なお、単にGoogle認証したいだけなら google-api-javascript-client を使うのが一般的かもしれません。
【不採用】Firebase Authentication in ポップアップページ
公式ページで紹介されている方法を試してみました。参考にしたのは以下の二つのページです。
Firebase側の設定
- Firebase プロジェクト作成
- こちらから作成します。とりあえず、Google AnalyticsはOFFにしました。
- アプリを登録
- Firebaseコンソールの
プロジェクトの概要
ページのWEBアイコンからアプリを登録します。Hostingは今回利用しないのでOFFにしました。
- Firebaseコンソールの
- Google ログインを有効化
- Firebaseコンソールの Authentication -> Sign-in method で Google を有効にします
- Chrome拡張を承認済みドメインに追加
-
こちらに書いてある通り、Authentication -> Sign-in method -> 承認済みドメイン に
chrome-extension://CHROME_EXTENSION_ID
の形式でドメインを追加します -
CHROME_EXTENSION_ID
はChrome拡張の管理ページで確認できます
-
こちらに書いてある通り、Authentication -> Sign-in method -> 承認済みドメイン に
FirebaseのSDKをインストール
npm install firebase
manifest.jsonの設定
さらに、 https://apis.google.com/ 上のスクリプトを利用できるようにするため、manifest.json
のcontent_security_policy
に以下のように追加します。
"content_security_policy": "script-src 'self' https://apis.google.com/; object-src 'self'",
Firebaseの初期化および認証処理
最後に、ポップアップページのスクリプトで、Firebaseを初期化して認証処理を記載します。firebaseConfigの内容は、Firebaseコンソール > プロジェクトの概要 -> 対象のアプリ のSetting画面からコピペしてきます。ソースコード上にapiKeyが露出していることに不安を感じますが、こちらを参照すると大丈夫なようです。

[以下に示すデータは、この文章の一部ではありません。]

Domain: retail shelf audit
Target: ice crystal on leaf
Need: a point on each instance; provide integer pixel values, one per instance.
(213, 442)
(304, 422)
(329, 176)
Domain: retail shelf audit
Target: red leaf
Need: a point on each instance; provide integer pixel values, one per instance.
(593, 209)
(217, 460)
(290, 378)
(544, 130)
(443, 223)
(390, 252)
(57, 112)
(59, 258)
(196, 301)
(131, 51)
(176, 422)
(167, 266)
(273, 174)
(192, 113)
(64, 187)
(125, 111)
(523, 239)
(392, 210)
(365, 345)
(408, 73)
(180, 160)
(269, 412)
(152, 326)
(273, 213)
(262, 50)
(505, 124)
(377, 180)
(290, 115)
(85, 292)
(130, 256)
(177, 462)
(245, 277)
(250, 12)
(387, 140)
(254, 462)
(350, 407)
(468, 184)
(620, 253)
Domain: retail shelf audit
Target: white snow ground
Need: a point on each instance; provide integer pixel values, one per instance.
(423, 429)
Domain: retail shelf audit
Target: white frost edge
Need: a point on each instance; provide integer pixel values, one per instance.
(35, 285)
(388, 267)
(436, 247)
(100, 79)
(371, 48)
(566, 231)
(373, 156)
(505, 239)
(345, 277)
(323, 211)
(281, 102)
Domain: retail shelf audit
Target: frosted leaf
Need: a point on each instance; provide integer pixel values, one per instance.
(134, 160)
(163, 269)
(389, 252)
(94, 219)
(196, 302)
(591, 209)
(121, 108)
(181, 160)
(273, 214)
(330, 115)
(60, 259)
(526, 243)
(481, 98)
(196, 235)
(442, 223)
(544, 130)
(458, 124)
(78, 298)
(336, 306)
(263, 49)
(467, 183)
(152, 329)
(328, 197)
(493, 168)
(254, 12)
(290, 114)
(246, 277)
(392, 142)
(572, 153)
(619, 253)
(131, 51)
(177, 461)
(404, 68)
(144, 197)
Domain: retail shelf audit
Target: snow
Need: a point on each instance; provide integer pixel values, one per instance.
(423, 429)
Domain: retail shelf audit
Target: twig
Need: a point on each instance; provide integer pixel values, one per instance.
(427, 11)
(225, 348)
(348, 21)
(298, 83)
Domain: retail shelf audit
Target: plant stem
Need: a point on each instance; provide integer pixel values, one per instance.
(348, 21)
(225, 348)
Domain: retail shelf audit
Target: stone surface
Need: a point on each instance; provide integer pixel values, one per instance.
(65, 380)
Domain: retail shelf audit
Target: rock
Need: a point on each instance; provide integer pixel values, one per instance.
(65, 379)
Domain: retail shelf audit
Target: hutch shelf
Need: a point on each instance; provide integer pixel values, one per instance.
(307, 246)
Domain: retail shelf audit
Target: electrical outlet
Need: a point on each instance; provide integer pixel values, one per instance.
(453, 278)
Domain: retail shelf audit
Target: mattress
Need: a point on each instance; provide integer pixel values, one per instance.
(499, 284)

import * as firebase from "firebase/app";
import "firebase/auth";
// Firebaseの初期化
const firebaseConfig = {
apiKey: "xxxxx",
authDomain: "xxxxx.firebaseapp.com",
databaseURL: "https://xxxxx.firebaseio.com",
projectId: "xxxxx",
storageBucket: "xxxxx.appspot.com",
messagingSenderId: "xxxxx",
appId: "xxxxx"
};
firebase.initializeApp(firebaseConfig);
// 認証処理
const provider = new firebase.auth.GoogleAuthProvider()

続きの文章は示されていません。